Prosecutors called FTX general counsel Can Sun to the stand following financial forensics and evidence of internal communications potentially implicating Sam Bankman-Fried in criminal wrongdoing at his crypto exchange and trading firm, Alameda Research.

Expert testimonies from a Notre Dame Alumni and an FBI analyst in United States v Sam Bankman-Fried provided more details as to what happened at FTX. Bank statements detailed transactions from Alameda to personal accounts and super PACs, almost certainly financed with FTX customer crypto.

Bankman-Fried’s Twitter DMs entered as trial exhibits highlighted profanity-filled remarks aimed at regulators and rivals in the days after FTX declared bankruptcy. 

Billions poured from user balances on FTX into loan repayments and real estate buys in the Bahamas. At least one of these properties had the defendant’s parents Joseph Bankman and Barbara Fried, on its title deed according to witnesses and InnerCityPress.

On day 12, Judge Lewis A. Kaplan confirmed Oct. 26 for the defense’s case to begin meaning that Can Sun could be the government’s final witness.

Can Sun’s testimony

“I never approved loans of FTX customer funds to Alameda,” Sun explained to the court, adding that FTX’s former CEO guaranteed segregation of company funds from customer assets. Sun confirmed $2 billion in loans to company executives and other VIPs, including a $2 million loan he himself received from Alameda.

The witness, who advised FTX on legal matters, said Bankman-Fried was the brain behind FTX’s terms of service and Alameda’s special privileges on the crypto exchange came as a shock. Sun was made to believe that Alameda Research never used the “Allow Negative” flag despite being exempt from the standard liquidation protocol.

Conversely, multiple witnesses testified that Bankman-Fried’s trading firm regularly tapped this secret feature on FTX and opened trading positions with sub-zero balances. 

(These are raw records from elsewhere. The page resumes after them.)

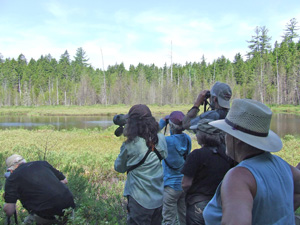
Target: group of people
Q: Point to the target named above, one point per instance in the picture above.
(232, 178)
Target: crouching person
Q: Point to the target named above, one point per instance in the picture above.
(41, 189)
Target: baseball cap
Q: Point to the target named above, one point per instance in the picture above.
(223, 92)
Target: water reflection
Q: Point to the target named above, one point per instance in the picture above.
(281, 124)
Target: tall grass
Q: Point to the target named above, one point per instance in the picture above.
(87, 157)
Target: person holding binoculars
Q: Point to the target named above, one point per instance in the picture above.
(140, 157)
(219, 101)
(179, 146)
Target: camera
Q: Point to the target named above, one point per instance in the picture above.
(207, 95)
(119, 120)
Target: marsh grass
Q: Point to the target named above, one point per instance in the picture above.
(114, 109)
(87, 157)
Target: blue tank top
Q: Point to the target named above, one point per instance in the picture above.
(274, 200)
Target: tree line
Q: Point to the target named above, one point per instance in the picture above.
(268, 74)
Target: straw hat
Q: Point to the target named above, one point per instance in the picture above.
(249, 121)
(13, 161)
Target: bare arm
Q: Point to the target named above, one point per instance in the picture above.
(9, 208)
(186, 183)
(237, 193)
(296, 178)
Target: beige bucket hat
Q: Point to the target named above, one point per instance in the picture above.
(249, 121)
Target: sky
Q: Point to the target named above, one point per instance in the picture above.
(136, 31)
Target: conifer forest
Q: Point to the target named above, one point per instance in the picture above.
(270, 73)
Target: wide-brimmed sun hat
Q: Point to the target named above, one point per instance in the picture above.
(13, 160)
(249, 121)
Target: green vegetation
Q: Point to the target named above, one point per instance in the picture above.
(114, 109)
(87, 158)
(85, 110)
(270, 75)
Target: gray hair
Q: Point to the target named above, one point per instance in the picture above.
(210, 139)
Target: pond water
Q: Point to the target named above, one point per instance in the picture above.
(281, 124)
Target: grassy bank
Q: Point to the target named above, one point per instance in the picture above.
(114, 109)
(87, 158)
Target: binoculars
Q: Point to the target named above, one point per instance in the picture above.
(119, 120)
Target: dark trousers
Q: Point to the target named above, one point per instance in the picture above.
(138, 215)
(194, 213)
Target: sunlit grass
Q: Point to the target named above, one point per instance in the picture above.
(114, 109)
(87, 158)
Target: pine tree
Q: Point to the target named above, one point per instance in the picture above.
(290, 31)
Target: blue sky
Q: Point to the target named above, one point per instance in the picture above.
(139, 31)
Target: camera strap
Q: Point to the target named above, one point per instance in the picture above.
(144, 159)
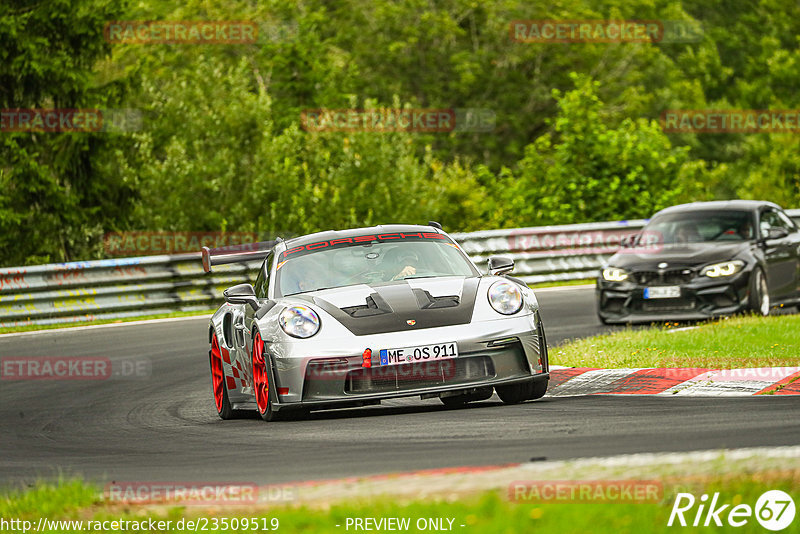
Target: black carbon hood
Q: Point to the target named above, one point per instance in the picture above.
(398, 307)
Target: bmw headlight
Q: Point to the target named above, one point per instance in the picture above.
(505, 297)
(726, 268)
(615, 274)
(299, 321)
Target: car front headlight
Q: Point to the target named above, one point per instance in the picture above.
(299, 321)
(615, 274)
(726, 268)
(505, 297)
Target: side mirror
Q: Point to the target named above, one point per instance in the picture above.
(777, 233)
(500, 265)
(241, 294)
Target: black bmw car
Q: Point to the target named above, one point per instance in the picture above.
(701, 260)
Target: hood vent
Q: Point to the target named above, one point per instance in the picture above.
(428, 302)
(375, 306)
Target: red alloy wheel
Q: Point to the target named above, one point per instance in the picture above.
(260, 379)
(217, 379)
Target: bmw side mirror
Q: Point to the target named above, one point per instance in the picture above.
(500, 265)
(777, 233)
(241, 294)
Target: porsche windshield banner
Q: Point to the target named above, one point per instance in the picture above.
(302, 250)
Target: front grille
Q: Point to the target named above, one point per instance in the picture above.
(668, 305)
(672, 277)
(408, 376)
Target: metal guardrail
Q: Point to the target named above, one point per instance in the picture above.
(127, 287)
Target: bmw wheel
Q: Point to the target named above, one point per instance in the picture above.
(759, 293)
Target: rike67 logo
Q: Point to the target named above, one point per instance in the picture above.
(774, 510)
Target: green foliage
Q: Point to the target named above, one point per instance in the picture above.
(222, 148)
(55, 199)
(588, 169)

This call presumably happened after Terra collapsed and Alameda repaid hundreds of millions in loans using FTX user cash and crypto.

The final witness of trial day 12, Third Point Managing Director Robert Boroujerdi, noted that his firm was also misled by Bankman-Fried and FTX. 

“We would not have invested. There should be no preferential treatment,” said Boroujerdi, speaking to Alameda’s embedment in Bankman-Fried’s crypto exchange. 

The federal court in Manhattan was adjourned until Oct. 26. Defense lawyers will make their case and call witnesses when the trial resumes. At press time, the trial seems on track with prosecutors’ four-to-six week timeline and Judge Kaplan’s target for concluding Bankman-Fried’s criminal trial in November.